Means of Transportation
Carriages at the Time of the Tollund Man
Only very few iron-age farmers used carriages. Fancy harness and spurs discovered in sacrificial bogs and in graves next to the dead seem to prove that only people with a high social status had horses and carriages. Only a select group of people used a horse as their means of transportation - most people walked.
Fast and light carriages were pulled by horses, while heavy wagons were pulled by oxen.
During the Bronze Age light carriages with spoke wheels were developed and people continued to use this kind of carriage during the early iron age, the time of the Tollund Man.
We have not discovered complete wagons from the time periods before the birth of Christ. But with the help of discoveries in bogs we have been able to get an idea of what they must have looked like.
The heavy wagons had four plate wheels. The undercarriage consisted of a fork and a similarly forked (shaped like a y) shaft as well as the axles of the wheels. Resting on the wagon was a basket made of wickerwork and with a bottom made of wood. The shaft and the yoke used for pulling the wagon were tied together. The yoke was also tied to either the horns of the oxen or it rested on their necks.
A copy of the waggon from Rappendam
located at Silkeborg Museum. Big picture
The wheels were heavy plate wheels. The wheel sometimes consisted of two to three parts. By constructing the wheel with several pieces of wood it was possible to make much better use of the fibres of the wood. This is the kind of wheel that was discovered as an offering find in Rappendam, close to Hilleroed on Zealand.
Two light carriages, probably used by the headmen and maybe in connection with processions, were excavated during the 1870s in Dejbjerg Bog close to Ringkoebing in Western Jutland.
Both carriages were beautifully equipped. Neither of them had been completely preserved, but they were of the same kind. One was a little bigger than the other, the wheels on one carriage had 14 spokes, the other had 12.
One of the carriages from Dejbjerg
reconstructed. Big picture © Skalk
On both carriages from Dejbjerg the hub and rims had been cut out of ash tree, whereas the spokes were made out of beech. Every rim consists of one piece of wood that was bent into shape and embraced with an iron band which had been added while it was still burning hot. The carriages were decorated with delicate bronze ornaments.
The two carriages had clearly been taken apart before being placed in the bog.
In order to test to qualities of the carriages from Dejbjerg, true copies of them were made. The reconstructed carriage turned out to be a light and springy vehicle which behaved dignified and elegantly at the test run.
Transportation by Sea
The sea and the rivers were used for transportation and travelling. Dugouts were used for both purposes while the bigger boats, which were made out of several pieces of wood, were used on the sea.

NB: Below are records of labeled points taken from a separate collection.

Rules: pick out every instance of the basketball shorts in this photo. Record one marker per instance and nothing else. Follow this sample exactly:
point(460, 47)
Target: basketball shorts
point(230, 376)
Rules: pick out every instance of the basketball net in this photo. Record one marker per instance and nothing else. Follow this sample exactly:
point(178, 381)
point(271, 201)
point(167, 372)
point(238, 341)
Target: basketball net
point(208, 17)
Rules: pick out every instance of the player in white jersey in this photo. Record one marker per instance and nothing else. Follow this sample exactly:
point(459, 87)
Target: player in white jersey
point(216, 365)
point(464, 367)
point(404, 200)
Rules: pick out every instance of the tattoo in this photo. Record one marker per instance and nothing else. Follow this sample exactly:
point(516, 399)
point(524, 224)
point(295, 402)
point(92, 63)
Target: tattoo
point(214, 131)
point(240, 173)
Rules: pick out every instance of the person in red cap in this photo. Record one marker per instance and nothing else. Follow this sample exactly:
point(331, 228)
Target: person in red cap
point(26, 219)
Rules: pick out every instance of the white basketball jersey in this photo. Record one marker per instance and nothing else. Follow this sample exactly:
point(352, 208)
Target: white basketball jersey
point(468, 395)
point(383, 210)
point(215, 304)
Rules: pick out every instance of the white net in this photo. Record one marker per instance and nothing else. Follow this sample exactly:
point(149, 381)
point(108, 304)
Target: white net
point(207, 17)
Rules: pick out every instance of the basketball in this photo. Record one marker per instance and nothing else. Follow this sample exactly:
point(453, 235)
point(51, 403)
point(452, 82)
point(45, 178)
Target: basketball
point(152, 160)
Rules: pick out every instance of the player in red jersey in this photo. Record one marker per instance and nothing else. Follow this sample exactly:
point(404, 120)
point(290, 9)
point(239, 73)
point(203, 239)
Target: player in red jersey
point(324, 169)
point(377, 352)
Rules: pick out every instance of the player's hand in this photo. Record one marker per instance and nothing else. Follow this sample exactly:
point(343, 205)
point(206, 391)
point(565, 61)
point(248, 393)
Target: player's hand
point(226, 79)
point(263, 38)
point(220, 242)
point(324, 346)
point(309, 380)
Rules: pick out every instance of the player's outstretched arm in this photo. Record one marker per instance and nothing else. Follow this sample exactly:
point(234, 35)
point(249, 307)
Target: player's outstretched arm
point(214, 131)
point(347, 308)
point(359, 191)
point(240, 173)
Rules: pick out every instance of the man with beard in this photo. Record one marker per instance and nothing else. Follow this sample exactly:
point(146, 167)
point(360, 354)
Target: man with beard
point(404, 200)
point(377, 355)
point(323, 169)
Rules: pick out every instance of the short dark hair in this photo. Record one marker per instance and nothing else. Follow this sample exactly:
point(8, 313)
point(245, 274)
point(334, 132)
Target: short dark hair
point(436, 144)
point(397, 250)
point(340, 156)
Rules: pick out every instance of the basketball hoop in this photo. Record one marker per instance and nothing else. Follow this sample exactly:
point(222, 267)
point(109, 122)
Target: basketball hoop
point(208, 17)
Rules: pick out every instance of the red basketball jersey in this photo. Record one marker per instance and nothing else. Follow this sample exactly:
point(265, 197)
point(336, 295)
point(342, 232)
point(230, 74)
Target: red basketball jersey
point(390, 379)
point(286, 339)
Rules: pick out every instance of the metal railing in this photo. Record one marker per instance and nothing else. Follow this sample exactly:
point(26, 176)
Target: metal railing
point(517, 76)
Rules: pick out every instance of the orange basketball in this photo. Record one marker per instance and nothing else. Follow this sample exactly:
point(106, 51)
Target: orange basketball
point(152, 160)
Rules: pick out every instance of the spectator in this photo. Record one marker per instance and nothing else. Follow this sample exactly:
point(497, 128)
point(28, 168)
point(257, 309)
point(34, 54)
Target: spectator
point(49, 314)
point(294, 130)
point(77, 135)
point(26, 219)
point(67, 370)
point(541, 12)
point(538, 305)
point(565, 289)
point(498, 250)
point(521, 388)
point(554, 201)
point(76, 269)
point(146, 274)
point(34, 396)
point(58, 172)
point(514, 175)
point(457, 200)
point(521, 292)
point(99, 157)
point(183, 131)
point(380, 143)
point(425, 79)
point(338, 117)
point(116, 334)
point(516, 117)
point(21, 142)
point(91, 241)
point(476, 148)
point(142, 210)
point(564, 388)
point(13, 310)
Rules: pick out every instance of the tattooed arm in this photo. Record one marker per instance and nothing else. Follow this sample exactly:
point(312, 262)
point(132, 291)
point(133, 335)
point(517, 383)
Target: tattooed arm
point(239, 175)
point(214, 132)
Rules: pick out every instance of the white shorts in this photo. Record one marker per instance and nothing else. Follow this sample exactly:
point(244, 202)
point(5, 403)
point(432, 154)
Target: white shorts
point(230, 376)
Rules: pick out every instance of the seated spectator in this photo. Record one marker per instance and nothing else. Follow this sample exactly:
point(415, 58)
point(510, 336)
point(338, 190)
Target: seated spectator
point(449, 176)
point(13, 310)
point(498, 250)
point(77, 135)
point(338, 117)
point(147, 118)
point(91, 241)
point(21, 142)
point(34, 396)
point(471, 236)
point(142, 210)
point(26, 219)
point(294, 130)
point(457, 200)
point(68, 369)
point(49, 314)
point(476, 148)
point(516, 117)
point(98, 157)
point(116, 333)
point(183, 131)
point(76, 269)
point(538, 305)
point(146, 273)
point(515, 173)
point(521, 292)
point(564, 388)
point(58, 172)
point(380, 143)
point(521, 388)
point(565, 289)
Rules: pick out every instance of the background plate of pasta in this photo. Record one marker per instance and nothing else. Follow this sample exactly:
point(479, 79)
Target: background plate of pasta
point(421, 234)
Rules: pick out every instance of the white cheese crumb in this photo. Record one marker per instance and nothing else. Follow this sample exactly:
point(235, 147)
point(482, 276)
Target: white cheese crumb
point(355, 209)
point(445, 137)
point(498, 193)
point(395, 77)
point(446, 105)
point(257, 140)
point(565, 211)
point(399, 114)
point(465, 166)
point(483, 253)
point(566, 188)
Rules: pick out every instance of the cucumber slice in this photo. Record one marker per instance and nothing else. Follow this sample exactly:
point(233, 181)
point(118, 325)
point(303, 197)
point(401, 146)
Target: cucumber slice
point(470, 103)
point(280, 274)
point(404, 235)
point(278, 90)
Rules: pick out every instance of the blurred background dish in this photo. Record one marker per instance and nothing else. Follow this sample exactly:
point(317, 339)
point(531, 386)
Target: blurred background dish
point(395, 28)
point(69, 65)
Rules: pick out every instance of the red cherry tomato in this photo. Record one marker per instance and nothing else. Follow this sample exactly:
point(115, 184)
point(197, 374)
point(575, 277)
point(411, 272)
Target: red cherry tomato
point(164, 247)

Reconstruction of the Hjortspring Boat. Big picture © The Hjortspring Boat Guild
Some of the dugouts were stretched and thus made wider than what you could normally make a tree trunk. The tree which was typically used was lime but oak trees were also used now that axes made out of iron were quite common.
A 22 metre long wooden boat, a war canoe, which could hold 22 warriors, was discovered in a sacrificial bog by Hjortspring on Als.
Today the Hjortspring Boat is on display at the National Museum. A reconstruction of the boat shows that it moved well in the water. The captured boat weighed more than 500 kilos - and yet it was a slight weight for a boat of that size.
Prince Henrik and others on a trial trip of a copy of the Hjortspring Boat. Big picture
© The Hjortspring Boat Guild
Boats like the Hjortspring Boat were easy to manoeuvre and could sail not only on rivers but could also travel considerable stretches on sea.